Firenze

Betori, l’omelia nella notte di Natale: dalla denatalità, alla mancanza di lavoro, all’accoglienza dei migranti, “la vita va accolta, difesa, promossa”

 “Dovrebbe preoccupare assai – ha affermato l’Arcivescovo di Firenze – il persistente declino delle nascite nel nostro Paese, sintomo di perdita di fiducia nel futuro, di appiattimento egoistico sul presente che impedisce di osare un progetto, di sognare un domani. L’altro da me, colui che può venire ad abitare la mia vita, diventa per molti non un dono che arricchisce, ma un intruso da scansare e da cui difendersi. È la stessa logica che sta producendo la diminuzione dei matrimoni – e dei matrimoni religiosi in specie –, perché l’altro nel rapporto di coppia,secondo la cultura dominante, va considerato come una presenza avventizia, finché dura, e non come una persona legata in un patto che, nella sua stabilità, va costruito sì con fatica giorno dopo giorno, ma è premessa di progetti alti, di un amore che crea amore e dona vita”.

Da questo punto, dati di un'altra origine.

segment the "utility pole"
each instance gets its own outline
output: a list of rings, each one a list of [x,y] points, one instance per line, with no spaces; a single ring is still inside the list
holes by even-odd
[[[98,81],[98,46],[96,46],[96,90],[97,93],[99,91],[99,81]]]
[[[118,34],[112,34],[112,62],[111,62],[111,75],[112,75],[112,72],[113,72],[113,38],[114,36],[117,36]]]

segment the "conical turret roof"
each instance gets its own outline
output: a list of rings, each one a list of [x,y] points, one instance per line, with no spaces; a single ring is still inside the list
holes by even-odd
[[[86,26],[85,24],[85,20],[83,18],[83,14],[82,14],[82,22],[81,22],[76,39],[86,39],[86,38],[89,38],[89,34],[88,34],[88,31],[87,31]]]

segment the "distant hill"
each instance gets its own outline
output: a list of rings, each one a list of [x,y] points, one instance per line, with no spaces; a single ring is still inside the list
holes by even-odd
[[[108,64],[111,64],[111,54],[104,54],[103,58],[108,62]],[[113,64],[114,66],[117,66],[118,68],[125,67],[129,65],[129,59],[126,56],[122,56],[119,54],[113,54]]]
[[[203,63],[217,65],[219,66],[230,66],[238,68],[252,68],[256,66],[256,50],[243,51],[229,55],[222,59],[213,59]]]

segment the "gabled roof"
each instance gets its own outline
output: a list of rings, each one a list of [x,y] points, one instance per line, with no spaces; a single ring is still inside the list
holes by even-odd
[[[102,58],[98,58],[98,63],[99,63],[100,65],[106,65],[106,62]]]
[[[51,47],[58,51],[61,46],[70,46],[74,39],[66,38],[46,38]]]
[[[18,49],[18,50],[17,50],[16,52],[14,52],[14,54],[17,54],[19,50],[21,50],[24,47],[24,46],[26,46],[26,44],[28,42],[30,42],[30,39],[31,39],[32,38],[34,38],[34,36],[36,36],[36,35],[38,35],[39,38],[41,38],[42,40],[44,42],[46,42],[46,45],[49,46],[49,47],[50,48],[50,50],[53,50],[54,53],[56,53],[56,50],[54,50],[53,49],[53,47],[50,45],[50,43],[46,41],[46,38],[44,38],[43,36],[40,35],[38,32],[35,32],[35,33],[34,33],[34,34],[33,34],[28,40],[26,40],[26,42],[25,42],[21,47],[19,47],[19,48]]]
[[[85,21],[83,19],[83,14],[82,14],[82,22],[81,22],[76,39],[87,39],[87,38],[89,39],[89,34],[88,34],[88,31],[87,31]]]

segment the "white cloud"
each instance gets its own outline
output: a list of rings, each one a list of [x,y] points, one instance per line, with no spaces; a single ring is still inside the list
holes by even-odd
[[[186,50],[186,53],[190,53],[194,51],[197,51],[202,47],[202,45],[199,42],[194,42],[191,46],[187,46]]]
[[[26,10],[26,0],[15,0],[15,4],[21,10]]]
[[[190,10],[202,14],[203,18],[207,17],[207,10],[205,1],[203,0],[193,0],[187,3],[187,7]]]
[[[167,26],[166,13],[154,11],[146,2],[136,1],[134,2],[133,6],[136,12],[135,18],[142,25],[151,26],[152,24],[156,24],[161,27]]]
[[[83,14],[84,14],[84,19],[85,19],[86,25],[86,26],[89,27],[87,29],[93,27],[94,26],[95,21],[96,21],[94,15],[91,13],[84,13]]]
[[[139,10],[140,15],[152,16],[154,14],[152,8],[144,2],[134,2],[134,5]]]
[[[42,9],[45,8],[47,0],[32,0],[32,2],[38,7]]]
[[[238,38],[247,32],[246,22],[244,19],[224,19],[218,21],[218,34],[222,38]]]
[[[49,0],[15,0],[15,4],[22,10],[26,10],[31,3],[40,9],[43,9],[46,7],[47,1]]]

Betori ha quindi allargato la riflessione all’accoglienza della vita tutta, “dal concepimento fino al suo termine naturale, con una particolare attenzione alle condizioni più fragili di essa. I bambini non ancora nati e la cui accoglienza può trovare ostacoli che occorre aiutare a rimuovere. I malati terminali e quanti sono gravati da pesanti e durature disabilità, a cui va assicurato un accompagnamento efficace e premuroso. Chi ha perso il lavoro e chi fatica a trovarlo, in un contesto sociale che non riconosce nel lavoro un elemento essenziale della dignità della persona e quindi un diritto da assicurare. Quanti fuggono da guerre, violenze, negazioni di diritti umani, fame e miseria, condizioni di estrema indigenza:uomini e donne, perfino bambini e fanciulli a cui viene negata accoglienza, protezione, promozione, integrazione. Tanti poveri ed emarginati, creati dalla società dell’opulenza e dell’efficienza produttiva, coloro che tra noi vivono in condizioni di povertà, nella solitudine, alla ricerca affannosa di qualche soldo per pagare una bolletta, senza una casa. Sono molti i fronti su cui la vita va accolta, difesa, promossa”. 

Nell’omelia, Betori ha citato due autori contemporanei: lo scrittore Alessandro D’Avenia e il poeta Davide Rondoni, che scrive ” Per un Dio che ride come un bimbo sarei disposto ad andare a fondo a tutta la meraviglia e la pena che c’è… Di qui l’augurio finale: “il Natale di Gesù ci doni un cuore capace di pena e di meraviglia”.